The pullback in exports that have helped power China’s growth is compounding worries over a world
economy already shaken by war in Ukraine and rising interest rates in the U.S. and Europe.
China’s exports rose 3.9% from a year earlier in April, data from China’s customs bureau showed
Monday, tumbling from 14.7% growth a month earlier. That was the weakest increase in nearly two
years and matched a median forecast made by economists polled by The Wall Street Journal.
Imports were flat in April from a year earlier, easing from a 0.1% decline in March. That was a better
performance than the 3% decline expected by the polled economists.
The data come on the heels of disappointing manufacturing figures from Germany and weakening
export growth in South Korea and Taiwan, all of which point to a slowdown in world trade and global
manufacturing. The Bank of England last week warned surging energy prices would drive annual
inflation in the U.K. to 10% this year, pushing the British economy close to stagnation.
These and other headwinds have put investors, company executives and policy makers on high alert.
Some economists fret the U.S. may tip into recession if the U.S. Federal Reserve squeezes consumer
and business spending too much in its battle to wring inflation from the economy.

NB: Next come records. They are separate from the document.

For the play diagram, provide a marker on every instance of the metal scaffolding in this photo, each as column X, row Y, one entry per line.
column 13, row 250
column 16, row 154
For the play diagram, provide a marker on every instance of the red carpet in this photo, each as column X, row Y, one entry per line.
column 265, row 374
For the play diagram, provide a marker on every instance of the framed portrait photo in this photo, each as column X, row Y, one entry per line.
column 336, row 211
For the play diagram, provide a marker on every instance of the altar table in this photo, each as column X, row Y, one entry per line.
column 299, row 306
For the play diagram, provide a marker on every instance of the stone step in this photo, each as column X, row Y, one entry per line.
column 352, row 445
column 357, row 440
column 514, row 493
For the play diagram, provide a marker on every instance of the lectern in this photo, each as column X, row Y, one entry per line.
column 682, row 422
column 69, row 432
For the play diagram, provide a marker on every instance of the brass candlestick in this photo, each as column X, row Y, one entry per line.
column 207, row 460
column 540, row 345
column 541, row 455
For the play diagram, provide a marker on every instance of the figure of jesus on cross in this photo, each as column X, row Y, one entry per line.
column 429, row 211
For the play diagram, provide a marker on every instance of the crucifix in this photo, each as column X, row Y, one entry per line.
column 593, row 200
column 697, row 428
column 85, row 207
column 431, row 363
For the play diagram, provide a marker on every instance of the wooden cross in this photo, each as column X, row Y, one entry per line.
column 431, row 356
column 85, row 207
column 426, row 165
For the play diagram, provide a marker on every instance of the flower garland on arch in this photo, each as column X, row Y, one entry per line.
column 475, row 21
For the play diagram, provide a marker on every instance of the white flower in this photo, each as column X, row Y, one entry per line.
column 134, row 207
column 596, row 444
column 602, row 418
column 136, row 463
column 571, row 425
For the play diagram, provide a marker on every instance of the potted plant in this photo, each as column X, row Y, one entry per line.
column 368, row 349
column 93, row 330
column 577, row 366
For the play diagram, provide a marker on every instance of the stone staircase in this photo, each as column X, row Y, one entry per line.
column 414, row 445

Europe’s prospects are gloomier still, with the 19-nation eurozone at risk of its third recession in two
years as household incomes collapse thanks to the rising cost of energy, a consequence of Russia’s
invasion of Ukraine and Western sanctions in response.
A slowdown in China, the world’s second-largest economy after the U.S., represents another big risk,
economists say. China accounted for 18% of global gross domestic product in 2021, behind the U.S. at
24% but ahead of the European Union, at 17%, according to HSBC. It accounted for 15% of all global
goods exports, according to the World Trade Organization, and in 2020 accounted for 29% of global
manufacturing output, according to United Nations data. Shanghai, which has been locked down for
more than a month, is the world’s busiest container port, according to the World Shipping Council.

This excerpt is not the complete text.